Cluster passowrd sync error

 
SOLVED
Go to solution
Mallkeet
Occasional Contributor

Cluster passowrd sync error

Alpha GS1280 OVMS8.3 clusters. Found the following entries in errlog.sys of one of the nodes( which is huge)


Host name HTV015

System Model hp AlphaServer GS1280 7/1150

Entry Type 98. Asynchronous Device Attention


---- Device Profile ----
Unit HTV015$PEA0
Product Name NI-SCA Port

---- NISCA Port Data ----
Error Type and SubType x0600 Channel Error, Invalid Cluster Password
Received
Status x0000000000000000
Datalink Device Name EWA2:
Remote Node Name HTV014
Remote Address x00003416000400AA
Local Address x00003415000400AA

HTV015 is in a cluster with HTV003 and node HTV005 in cluster HTV014 - 2 independent cluster. The cluster interconnects - NIC are supposed to be separate VPN on private switch. The log entry points to HTV005 & HTV014 nodes is separate. could it be the cluster interconnect of all 4 nodes in same VPN ?? or some cluster configuration issue. Will this cause cluster/node instability ??

Thanks in advance

5 REPLIES 5
Robert Gezelter
Honored Contributor
Solution

Re: Cluster passowrd sync error

Malkeet,

Welcome to the HP ITRC OpenVMS Forum.

Putting different OpenVMS clusters on different LANs is not uncommon. However, one should not generally rely upon LAN connectivity as a way to separate different clusters.

OpenVMS clusters are distinguished by different cluster group numbers each with a shared password (this prevents an accident when two groups stumble upon the same cluster group number, as may very well have happened in this case).

The cluster group number and password are stored in SYS$COMMON:[SYSEXE]CLUSTER_AUTHORIZE.DAT, the contents of which are manipulated with SYSMAN using the CONFIGURATION SET CLUSTER_AUTHORIZATION command (and displayed with the corresponding SHOW command).

The first step I recommend is doing a SYSMAN CONFIGURATION SHOW CLUSTER_AUTHORIZATION on all of the nodes involved, and report the results back to this thread. If the two clusters are using the same group number, this should be corrected (probably on the less production critical cluster). It is early here in New York, so in an abundance of caution, I will recommend that all but one (presuming a shared system disk) of the nodes in the cluster having its group number being altered are shut down.

In SYSMAN, doing a SET ENVIRONMENT/CLUSTER first will cause SYSMAN to perform the operation on all currently running members in turn. Please heed the note in the appropriate SYSMAN HELP text that a full cluster reboot is required following this change. If any nodes (or system disks) are not active, SET ENVIRONMENT/CLUSTER will not be effective; it will be necessary to propagate the new file contents (or redo the SYSMAN CONFIGURATION SET CLUSTER_AUTHORIZATION commands individually).

- Bob Gezelter, http://www.rlgsc.com

Mallkeet
Occasional Contributor

Re: Cluster passowrd sync error

Robert

As you mentioned the nodes in the cluster had the same group number. Changed the group number on one of the cluster and rebooted it make the chnage effective. It stopped the message flooding errlog.sys.

Couple of quick query

1. Having the same group number across differnt cluster can it be potentially be a cause for a cluster reboot

2. setting priority on cluster channel on NIC between node ( in a VPN on a private swtich) a recommened option to divert cluster traffic across to set of NIC

Thanks
Robert Gezelter
Honored Contributor

Re: Cluster passowrd sync error

Mallkeet,

A node may not join an OpenVMS cluster unless its group/password match that of the other node(s) already in the cluster.

I am not sure that I understand your second question.

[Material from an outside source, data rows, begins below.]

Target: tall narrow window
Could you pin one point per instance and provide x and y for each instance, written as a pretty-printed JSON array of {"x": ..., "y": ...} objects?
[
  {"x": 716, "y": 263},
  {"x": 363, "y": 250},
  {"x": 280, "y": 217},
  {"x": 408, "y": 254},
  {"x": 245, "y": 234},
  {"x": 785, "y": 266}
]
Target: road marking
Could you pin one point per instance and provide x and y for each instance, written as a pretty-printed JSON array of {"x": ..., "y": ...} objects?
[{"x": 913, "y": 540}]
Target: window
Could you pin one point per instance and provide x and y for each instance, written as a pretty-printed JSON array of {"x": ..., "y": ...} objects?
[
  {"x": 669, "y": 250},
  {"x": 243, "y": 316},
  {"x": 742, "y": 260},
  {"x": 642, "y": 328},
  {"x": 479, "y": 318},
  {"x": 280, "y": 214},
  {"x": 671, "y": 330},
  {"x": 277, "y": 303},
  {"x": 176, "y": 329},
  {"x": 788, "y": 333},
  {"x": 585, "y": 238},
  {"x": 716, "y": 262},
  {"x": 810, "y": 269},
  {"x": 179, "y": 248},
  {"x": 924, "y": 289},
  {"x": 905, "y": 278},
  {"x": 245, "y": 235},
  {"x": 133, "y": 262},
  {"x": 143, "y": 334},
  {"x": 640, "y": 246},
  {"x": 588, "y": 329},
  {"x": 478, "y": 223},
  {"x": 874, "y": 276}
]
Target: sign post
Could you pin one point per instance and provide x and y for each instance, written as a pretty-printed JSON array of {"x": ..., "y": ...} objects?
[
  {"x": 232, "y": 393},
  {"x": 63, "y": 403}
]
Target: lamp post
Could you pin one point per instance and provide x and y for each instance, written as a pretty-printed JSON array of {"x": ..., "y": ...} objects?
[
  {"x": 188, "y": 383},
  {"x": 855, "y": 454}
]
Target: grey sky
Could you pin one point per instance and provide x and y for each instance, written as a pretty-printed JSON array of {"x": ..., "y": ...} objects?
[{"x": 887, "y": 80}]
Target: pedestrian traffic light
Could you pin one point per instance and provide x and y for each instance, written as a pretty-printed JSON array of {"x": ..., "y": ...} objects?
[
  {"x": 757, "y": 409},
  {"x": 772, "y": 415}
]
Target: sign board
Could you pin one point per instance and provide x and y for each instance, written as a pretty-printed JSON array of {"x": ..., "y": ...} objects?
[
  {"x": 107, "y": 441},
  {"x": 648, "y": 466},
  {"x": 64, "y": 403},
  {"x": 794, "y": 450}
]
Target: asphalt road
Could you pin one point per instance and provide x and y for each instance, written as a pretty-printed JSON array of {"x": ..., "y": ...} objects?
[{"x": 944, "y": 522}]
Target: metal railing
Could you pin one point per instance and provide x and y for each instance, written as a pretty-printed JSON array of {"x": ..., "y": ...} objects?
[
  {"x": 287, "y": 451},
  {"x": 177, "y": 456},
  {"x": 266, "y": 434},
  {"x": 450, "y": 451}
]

- Bob Gezelter, http://www.rlgsc.com
John Gillings
Honored Contributor

Re: Cluster passowrd sync error

Mallkeet,

>1. Having the same group number across
>differnt cluster can it be potentially be a
>cause for a cluster reboot

Having the same group number defined on members of different clusters is a VERY BAD IDEA! That's regardless of the network topology.

The whole point of cluster group numbers is to distinguish different clusters. Therefore, if you have more than one cluster you should have more than one group number. There are plenty of numbers to choose from, and there is no sensible argument to have duplicates.

I recommend setting your group number according to the network address of the founder node, that way you can't have duplicates.

You can use SCACP to direct cluster traffic to prefer some paths over others, however, it is NOT a substitute, fix or workaround for group number misconfiguration.
A crucible of informative mistakes
Mallkeet
Occasional Contributor

Re: Cluster passowrd sync error

John

Thanks for the feedback. Group number issue been resolved.